How do they find those [collected] morons anyway? Do they not realize that they are making insane demands of the poor agents? And what the freaking hell do all these morons do for a living that they can afford to blow hundreds and hundreds of thousands of dollars on a second beach house in Costa Rica, or a pied a terre in Paris, or uproot and move to Amsterdam [well, OK. That stupid bitch just graduated school as a cheiropracter and hooked into a job in a town 15 minutes by train outside Amsterdam. Though I would have preferred to move into th etown I would be working in and save the trips to Amsterdam for special occasions.]

I don’t understand how crown molding fits in the same group as granite countertops or open concept. I’ve always thought of any type of molding as an important element of older homes of various architectural styles. They might be original to the house or reclaimed or reproduction moldings put in by someone who cares about their house’s history. Not good or bad but sort of the opposite of trendy.

Are people doing some other nefarious thing with crown molding that I don’t know about?
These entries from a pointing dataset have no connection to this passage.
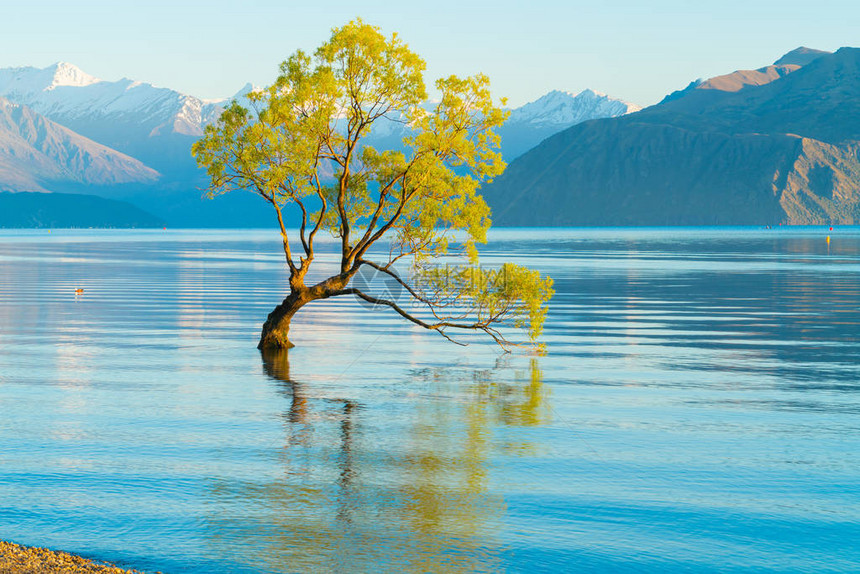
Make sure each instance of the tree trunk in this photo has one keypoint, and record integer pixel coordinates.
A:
(276, 329)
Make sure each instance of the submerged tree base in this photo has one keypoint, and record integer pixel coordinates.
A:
(276, 330)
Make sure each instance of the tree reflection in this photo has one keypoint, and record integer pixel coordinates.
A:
(396, 487)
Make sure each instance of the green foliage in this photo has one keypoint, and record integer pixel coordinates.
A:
(303, 142)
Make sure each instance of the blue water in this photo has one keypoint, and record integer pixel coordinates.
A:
(698, 410)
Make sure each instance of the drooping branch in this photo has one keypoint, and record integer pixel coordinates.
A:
(439, 326)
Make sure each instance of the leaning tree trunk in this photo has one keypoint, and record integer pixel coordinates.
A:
(276, 329)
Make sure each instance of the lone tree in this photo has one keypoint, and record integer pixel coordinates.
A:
(302, 145)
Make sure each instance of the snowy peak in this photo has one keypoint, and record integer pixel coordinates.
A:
(30, 80)
(558, 108)
(65, 74)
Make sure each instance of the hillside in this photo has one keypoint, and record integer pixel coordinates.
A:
(36, 152)
(774, 145)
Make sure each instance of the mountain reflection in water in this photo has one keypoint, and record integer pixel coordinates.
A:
(697, 409)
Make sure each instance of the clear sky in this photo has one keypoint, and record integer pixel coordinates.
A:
(636, 50)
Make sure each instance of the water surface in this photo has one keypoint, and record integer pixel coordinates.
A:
(698, 410)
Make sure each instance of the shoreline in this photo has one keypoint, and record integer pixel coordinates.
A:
(18, 559)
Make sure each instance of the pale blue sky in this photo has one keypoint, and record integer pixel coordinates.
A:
(634, 50)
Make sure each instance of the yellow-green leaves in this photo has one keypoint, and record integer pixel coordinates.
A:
(303, 142)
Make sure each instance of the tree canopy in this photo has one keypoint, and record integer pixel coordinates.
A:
(302, 144)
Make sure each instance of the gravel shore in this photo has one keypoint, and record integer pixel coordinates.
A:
(28, 560)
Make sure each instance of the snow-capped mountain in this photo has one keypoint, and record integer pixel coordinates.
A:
(36, 152)
(530, 124)
(70, 96)
(564, 109)
(155, 125)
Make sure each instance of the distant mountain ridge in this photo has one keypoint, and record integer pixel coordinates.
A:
(36, 153)
(535, 121)
(774, 145)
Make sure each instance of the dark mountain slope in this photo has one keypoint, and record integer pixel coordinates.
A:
(717, 153)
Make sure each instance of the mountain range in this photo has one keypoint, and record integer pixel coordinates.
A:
(36, 153)
(780, 144)
(131, 140)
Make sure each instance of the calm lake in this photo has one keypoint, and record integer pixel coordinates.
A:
(698, 410)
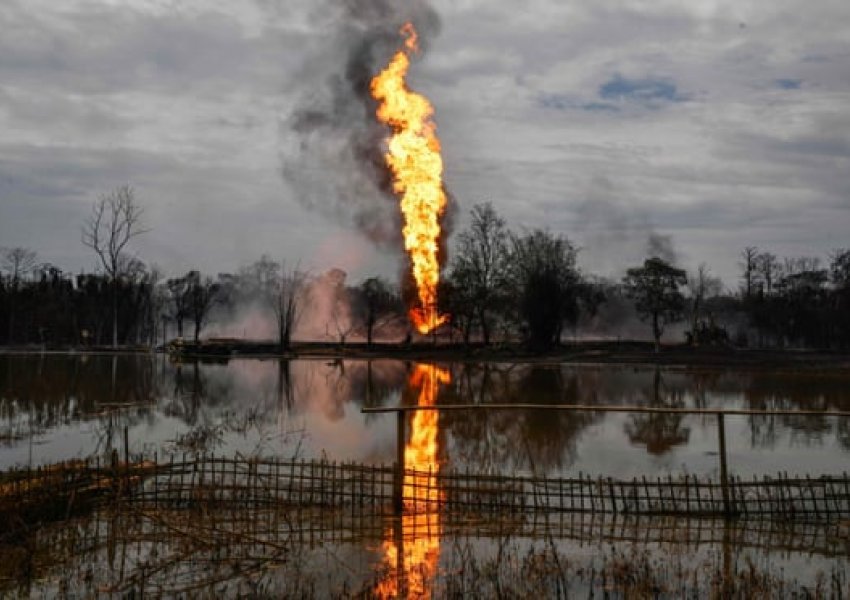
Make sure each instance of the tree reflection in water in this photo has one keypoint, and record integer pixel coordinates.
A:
(659, 432)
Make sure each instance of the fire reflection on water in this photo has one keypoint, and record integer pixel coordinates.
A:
(412, 553)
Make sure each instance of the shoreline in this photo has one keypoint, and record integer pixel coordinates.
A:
(577, 353)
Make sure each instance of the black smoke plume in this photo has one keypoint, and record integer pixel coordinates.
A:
(333, 146)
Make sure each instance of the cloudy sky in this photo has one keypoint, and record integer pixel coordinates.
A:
(718, 123)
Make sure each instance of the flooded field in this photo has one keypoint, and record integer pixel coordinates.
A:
(57, 407)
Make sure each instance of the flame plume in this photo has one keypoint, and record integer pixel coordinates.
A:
(414, 159)
(420, 523)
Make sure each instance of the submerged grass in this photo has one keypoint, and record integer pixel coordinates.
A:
(122, 551)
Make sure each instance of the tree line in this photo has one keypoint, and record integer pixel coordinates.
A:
(500, 285)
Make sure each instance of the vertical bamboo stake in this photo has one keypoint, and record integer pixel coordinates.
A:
(398, 503)
(724, 477)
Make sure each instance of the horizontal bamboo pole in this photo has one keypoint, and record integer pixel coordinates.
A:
(611, 408)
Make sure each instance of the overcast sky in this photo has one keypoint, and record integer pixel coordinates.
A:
(718, 123)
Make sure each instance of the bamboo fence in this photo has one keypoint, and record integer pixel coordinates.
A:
(208, 480)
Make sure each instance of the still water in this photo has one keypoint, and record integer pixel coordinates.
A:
(57, 406)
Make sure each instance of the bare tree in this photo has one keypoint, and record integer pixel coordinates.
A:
(201, 294)
(17, 262)
(288, 291)
(654, 288)
(115, 220)
(480, 264)
(749, 266)
(701, 285)
(375, 304)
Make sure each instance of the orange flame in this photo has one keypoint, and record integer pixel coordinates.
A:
(420, 523)
(414, 158)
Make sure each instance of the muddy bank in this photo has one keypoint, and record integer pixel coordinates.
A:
(578, 353)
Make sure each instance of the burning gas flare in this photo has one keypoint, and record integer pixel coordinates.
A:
(414, 158)
(420, 523)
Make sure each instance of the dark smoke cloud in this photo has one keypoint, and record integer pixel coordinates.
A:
(661, 246)
(333, 145)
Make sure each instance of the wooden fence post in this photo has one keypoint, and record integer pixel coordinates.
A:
(398, 483)
(724, 475)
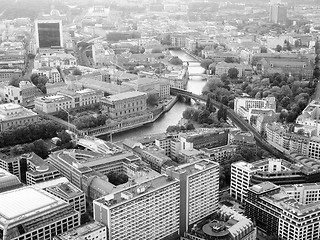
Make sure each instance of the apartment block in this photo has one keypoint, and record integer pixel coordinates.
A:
(13, 115)
(243, 173)
(23, 218)
(292, 211)
(199, 187)
(90, 231)
(125, 104)
(149, 210)
(67, 99)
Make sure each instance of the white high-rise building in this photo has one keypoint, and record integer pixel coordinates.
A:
(48, 33)
(29, 213)
(148, 211)
(163, 206)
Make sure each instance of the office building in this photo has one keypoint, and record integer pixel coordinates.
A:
(67, 99)
(243, 173)
(278, 14)
(13, 115)
(28, 213)
(90, 231)
(23, 95)
(225, 223)
(48, 33)
(148, 211)
(71, 194)
(199, 189)
(125, 104)
(207, 138)
(290, 211)
(39, 170)
(8, 181)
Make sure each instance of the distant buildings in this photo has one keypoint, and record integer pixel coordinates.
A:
(289, 212)
(278, 14)
(247, 107)
(225, 223)
(8, 181)
(94, 230)
(24, 94)
(67, 99)
(29, 213)
(167, 196)
(125, 104)
(48, 33)
(13, 115)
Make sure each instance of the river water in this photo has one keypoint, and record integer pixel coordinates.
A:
(172, 117)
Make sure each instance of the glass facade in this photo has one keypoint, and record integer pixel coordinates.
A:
(49, 35)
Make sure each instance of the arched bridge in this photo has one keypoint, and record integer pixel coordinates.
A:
(239, 122)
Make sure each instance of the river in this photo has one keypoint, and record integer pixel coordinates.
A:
(172, 117)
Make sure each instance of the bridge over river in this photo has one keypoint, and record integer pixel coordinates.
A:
(239, 122)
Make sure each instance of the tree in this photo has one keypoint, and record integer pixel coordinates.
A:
(278, 48)
(14, 81)
(188, 113)
(205, 63)
(229, 60)
(152, 99)
(76, 72)
(263, 50)
(156, 50)
(233, 73)
(176, 61)
(117, 178)
(41, 148)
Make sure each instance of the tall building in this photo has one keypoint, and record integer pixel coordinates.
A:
(290, 211)
(48, 33)
(161, 207)
(28, 213)
(199, 190)
(148, 211)
(278, 14)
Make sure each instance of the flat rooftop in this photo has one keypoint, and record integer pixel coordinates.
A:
(125, 95)
(192, 168)
(82, 231)
(134, 191)
(25, 201)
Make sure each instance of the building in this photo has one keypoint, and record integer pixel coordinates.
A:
(8, 181)
(278, 14)
(149, 210)
(204, 139)
(186, 195)
(71, 194)
(48, 33)
(242, 174)
(290, 212)
(237, 137)
(23, 95)
(219, 153)
(24, 218)
(39, 170)
(13, 115)
(90, 231)
(199, 190)
(67, 99)
(15, 165)
(7, 74)
(87, 170)
(124, 104)
(223, 68)
(243, 105)
(226, 223)
(52, 74)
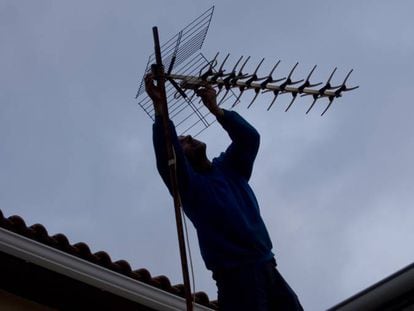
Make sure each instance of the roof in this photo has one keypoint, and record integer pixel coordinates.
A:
(24, 241)
(395, 292)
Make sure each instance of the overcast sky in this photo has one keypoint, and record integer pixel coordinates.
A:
(336, 192)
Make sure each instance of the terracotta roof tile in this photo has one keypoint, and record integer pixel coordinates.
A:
(59, 241)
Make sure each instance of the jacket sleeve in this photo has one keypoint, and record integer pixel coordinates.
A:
(184, 170)
(241, 153)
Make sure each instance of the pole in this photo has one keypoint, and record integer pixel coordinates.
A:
(158, 69)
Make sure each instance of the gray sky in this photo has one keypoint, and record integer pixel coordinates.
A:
(336, 192)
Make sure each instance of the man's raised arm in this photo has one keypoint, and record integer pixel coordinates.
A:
(183, 168)
(241, 153)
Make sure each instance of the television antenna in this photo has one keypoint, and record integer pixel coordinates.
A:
(178, 63)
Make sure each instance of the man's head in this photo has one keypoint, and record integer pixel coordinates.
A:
(195, 151)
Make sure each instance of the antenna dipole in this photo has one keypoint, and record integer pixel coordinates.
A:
(245, 81)
(159, 74)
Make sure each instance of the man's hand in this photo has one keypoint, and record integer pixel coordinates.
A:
(209, 97)
(154, 92)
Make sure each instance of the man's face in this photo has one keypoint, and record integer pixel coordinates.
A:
(193, 148)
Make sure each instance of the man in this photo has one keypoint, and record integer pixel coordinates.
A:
(215, 195)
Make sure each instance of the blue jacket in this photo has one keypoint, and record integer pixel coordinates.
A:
(220, 203)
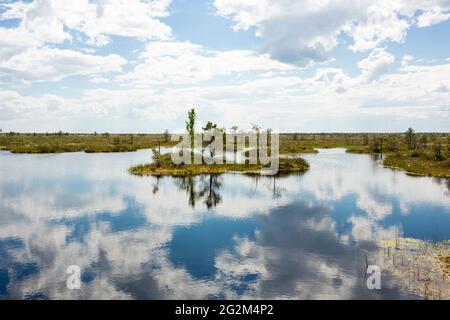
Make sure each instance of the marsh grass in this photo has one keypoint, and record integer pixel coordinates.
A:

Bonus question - why single out crown molding over every other style of decorative molding?

This.

These shows remind me of The Joneses. http://www.imdb.com/title/tt1285309/

I also hate the “open concept”. To me having your dining table visible and behind your sofa reminds me of every tiny cheap apartment I’ve ever lived in. I don’t care HOW far away from the seating area the table and chairs are, it still annoys me.

And what’s all this crap about “I want to be able to see my guests while I’m cooking” anyway? I don’t know about you, but I don’t make my guests sit around and wait while I cook. I have everything pretty much ready and then we sit down to eat.

I also hate granite counter tops. They’re cold and sterile, and they’re all ugly colors.

Double sinks in the bathroom, it’s do or die for the double sinks, I don’t get it. And why make a snobby staircase the focal point of your entrance along with foyers that open up to triple decker heights?

And why when the buyer sees a vintage bathroom with bright tile do they upchuck. Yellow and black tiles or miami turquoise fixtures are the bomb in a 50’s style bath, unless they are breaking apart I’d leave it!

And I do have a brazilian mountain slab in my kitchen, another perk of granite has got to be fire resistance, eh?

Ditto! I can’t imagine a time EVER, when I’d want to brush my teeth or gargle with my husband at the next sink.